WATER: THE VERSATILE MOLECULE - The Chemistry of Life - Cracking the AP Biology Exam

Cracking the AP Biology Exam


The Chemistry of Life


One of the most important substances in nature is water. Did you know that more than 60 percent of your body weight consists of water? Water is considered a unique molecule because it plays an important role in chemical reactions.

Let’s take a look at one of the properties of water. Water has two hydrogen atoms joined to an oxygen atom:

In water molecules, the hydrogen atoms have a partial positive charge and the oxygen atom has a partial negative charge. Molecules that have partially positive and partially negative charges are said to be polar. Water is therefore a polar molecule. The positively-charged ends of the water molecules strongly attract the negatively-charged ends of other polar compounds. Likewise, the negatively-charged ends strongly attract the positively-charged ends of neighboring compounds. These forces are most readily apparent in the tendency of water molecules to stick together, as in the formation of water beads or raindrops.

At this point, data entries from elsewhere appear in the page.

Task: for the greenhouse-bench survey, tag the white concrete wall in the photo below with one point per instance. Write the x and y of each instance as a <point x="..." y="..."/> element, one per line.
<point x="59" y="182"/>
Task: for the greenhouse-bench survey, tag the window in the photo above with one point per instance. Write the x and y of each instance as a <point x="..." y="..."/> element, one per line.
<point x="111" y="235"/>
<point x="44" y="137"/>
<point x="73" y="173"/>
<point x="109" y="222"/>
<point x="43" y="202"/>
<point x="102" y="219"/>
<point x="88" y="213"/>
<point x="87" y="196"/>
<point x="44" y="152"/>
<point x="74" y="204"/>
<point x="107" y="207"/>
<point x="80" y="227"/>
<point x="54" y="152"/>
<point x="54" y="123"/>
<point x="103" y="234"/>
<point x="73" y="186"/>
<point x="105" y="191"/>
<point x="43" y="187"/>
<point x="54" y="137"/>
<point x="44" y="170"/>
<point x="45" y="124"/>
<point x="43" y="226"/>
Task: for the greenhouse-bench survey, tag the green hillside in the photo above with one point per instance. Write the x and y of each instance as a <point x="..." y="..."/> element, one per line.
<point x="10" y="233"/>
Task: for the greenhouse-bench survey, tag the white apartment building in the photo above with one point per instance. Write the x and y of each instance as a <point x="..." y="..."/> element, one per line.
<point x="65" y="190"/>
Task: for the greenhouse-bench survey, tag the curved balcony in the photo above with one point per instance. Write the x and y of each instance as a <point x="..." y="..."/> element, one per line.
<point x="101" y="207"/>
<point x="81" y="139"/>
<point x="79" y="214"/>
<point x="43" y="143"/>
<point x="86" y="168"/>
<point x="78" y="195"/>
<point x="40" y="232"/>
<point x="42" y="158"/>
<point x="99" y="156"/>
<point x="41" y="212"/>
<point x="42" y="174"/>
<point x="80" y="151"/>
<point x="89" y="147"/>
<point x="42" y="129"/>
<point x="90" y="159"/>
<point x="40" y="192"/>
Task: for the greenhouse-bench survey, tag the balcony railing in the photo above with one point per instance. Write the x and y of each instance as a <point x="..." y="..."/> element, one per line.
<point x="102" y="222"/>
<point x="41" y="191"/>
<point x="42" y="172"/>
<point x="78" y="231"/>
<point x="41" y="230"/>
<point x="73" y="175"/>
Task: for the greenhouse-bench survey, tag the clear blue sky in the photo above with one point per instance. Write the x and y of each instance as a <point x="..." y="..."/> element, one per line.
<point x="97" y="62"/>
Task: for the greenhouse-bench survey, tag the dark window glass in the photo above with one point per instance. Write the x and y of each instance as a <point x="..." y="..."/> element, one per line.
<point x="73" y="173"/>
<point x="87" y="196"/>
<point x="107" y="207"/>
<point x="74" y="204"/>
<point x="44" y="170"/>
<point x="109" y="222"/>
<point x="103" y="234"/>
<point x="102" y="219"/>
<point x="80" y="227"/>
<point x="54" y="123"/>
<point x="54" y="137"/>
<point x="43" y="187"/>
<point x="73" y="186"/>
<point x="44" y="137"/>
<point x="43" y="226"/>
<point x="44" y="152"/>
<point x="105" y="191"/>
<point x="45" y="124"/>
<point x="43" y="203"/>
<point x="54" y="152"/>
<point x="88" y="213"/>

Another type of bond important in organisms is a hydrogen bond. Hydrogen bonds are weak chemical bonds that form when a hydrogen atom that is covalently bonded to one electronegative atom is also attracted to another electronegative atom. Water molecules are held together by hydrogen bonds. Although hydrogen bonds are individually weak, collectively, they are strong when present in large numbers. Because it can react with other polar substances, water makes a great solvent; it can dissolve many kinds of substances. The hydrogen bonds that hold water molecules together contribute to a number of special properties:

  • As mentioned above, water molecules have a strong tendency to stick together. That is, water exhibits cohesive forces. These forces are extremely important to life. For instance, when water molecules evaporate from a leaf, they “pull” neighboring water molecules. These, in turn, draw up the molecules immediately behind them, and so on, all the way down the plant vessels. The resulting chain of water molecules enables water to move up the stem.
  • Water molecules also like to stick to other substances—that is, they’re adhesive. Have you ever tried to separate two glass slides stuck together by a film of water? They’re difficult to separate because of the water sticking to the glass surfaces. These two forces taken together—cohesion and adhesion—account for the ability of water to rise up the roots, trunks, and branches of trees. Water has a high surface tension because of the cohesiveness of its molecules. Since this phenomenon occurs in thin vessels, it’s called capillary action.
  • Another remarkable property of water is its high heat capacity. What’s heat capacity? Your textbook will give you a definition something like this: “Heat capacity is the quantity of heat required to change the temperature of a substance by 1 degree.” What does that mean? In plain English, heat capacity refers to the ability of a substance to store heat. For example, when you heat up an iron kettle, it gets hot pretty quickly. Why? Because it has a low specific heat. It doesn’t take much heat to increase the temperature of the kettle. Water, on the other hand, has a high heat capacity. You have to add a lot of heat to get an increase in temperature. Water’s ability to resist temperature changes is one of the things that helps keep the temperature in our oceans fairly stable. It’s also why organisms that are mainly made up of water, like us, are able to keep a constant body temperature.

So let’s review the unique properties of water:

  • Water is polar and can dissolve other polar substances.
  • Water has cohesive and adhesive properties.
  • Water has a high heat capacity.
  • Water has a high surface tension.